What are the risks associated with T-berg?
Aspiration and face and airway edema can lead to airway obstruction. Look for periorbital, lip and tongue edema.
What kind of changes do we see in cerebral blood flow with T-berg? (3). Who would not be a good candidate for this?
Increased intracrainal vascular congestion due to gravity.
Increased ICP.
Increased IOP
Neuro patients in which increased ICP is a problem. Severe glaucoma.
Why and when do we use Reverse T-berg? What is it a variation of in terms of physiologic changes?
Use it to enhance surgical exposure of the upper abdomen by shifting the abdominal contents caudad. Variations may be used for shoulder, neck, breast, ENT and intracranial surgery. Variation of sitting position in terms of physiologic changes.

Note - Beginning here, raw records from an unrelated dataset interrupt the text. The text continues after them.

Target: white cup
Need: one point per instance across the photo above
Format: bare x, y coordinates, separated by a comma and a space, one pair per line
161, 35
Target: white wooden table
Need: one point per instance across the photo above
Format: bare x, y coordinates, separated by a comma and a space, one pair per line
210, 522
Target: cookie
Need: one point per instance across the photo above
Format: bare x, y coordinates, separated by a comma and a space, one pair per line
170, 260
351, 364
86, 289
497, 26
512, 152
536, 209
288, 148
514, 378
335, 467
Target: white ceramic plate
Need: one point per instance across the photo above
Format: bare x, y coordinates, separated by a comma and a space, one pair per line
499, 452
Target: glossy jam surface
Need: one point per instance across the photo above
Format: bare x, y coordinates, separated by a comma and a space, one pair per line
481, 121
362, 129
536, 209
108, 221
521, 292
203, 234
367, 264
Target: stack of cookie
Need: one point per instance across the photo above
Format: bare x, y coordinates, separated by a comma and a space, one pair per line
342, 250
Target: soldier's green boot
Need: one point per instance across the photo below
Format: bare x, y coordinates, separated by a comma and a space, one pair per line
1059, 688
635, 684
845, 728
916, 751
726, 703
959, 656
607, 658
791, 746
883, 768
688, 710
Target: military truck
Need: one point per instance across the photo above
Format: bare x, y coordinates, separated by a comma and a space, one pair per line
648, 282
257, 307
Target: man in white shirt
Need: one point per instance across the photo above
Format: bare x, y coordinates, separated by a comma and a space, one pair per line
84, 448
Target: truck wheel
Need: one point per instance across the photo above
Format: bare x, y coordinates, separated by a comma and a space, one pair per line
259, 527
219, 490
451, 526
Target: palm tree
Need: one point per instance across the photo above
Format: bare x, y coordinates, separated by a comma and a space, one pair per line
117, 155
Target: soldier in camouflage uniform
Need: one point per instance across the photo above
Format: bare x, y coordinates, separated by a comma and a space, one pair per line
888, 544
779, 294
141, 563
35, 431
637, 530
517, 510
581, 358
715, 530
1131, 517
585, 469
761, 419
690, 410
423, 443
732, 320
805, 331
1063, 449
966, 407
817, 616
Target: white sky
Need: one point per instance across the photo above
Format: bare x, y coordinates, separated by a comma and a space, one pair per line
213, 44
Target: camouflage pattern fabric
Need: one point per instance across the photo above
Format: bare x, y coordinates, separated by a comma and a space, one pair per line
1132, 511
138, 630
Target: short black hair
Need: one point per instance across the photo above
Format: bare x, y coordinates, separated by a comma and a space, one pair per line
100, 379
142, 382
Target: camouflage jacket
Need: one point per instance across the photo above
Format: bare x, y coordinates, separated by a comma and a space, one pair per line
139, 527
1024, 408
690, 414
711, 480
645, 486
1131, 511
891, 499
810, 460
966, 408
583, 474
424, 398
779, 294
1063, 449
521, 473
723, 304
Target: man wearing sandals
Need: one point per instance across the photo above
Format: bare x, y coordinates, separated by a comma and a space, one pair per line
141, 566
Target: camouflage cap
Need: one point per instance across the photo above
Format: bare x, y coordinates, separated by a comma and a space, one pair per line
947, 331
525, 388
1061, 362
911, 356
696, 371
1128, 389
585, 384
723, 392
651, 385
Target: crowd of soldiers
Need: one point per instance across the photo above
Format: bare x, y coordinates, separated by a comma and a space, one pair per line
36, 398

What do we need to worry about in regards to patient positioning with reverse T-berg?
Patients can slide. We may want a footboard. Worry about hyperextension. Would want to relieve that pressure every now and again. Could cause anterior tibial nerve injury which would result in foot drop.
Name four cardiovascular changes associated with Reverse T-berg. Name something we can do to monitor cerebral perfusion pressure?
Reduced preload, CO (20-40%) and BP
Compensatory increased SNS, SVR and HR plus or minus 30%. (be careful it could be blunted by anesthetics give lower dose and fluid bolus)
Activation of RAAS
Venous pooling in the lower extremities (use compression stockings)
Move the transducer of the aline to the circle of willis.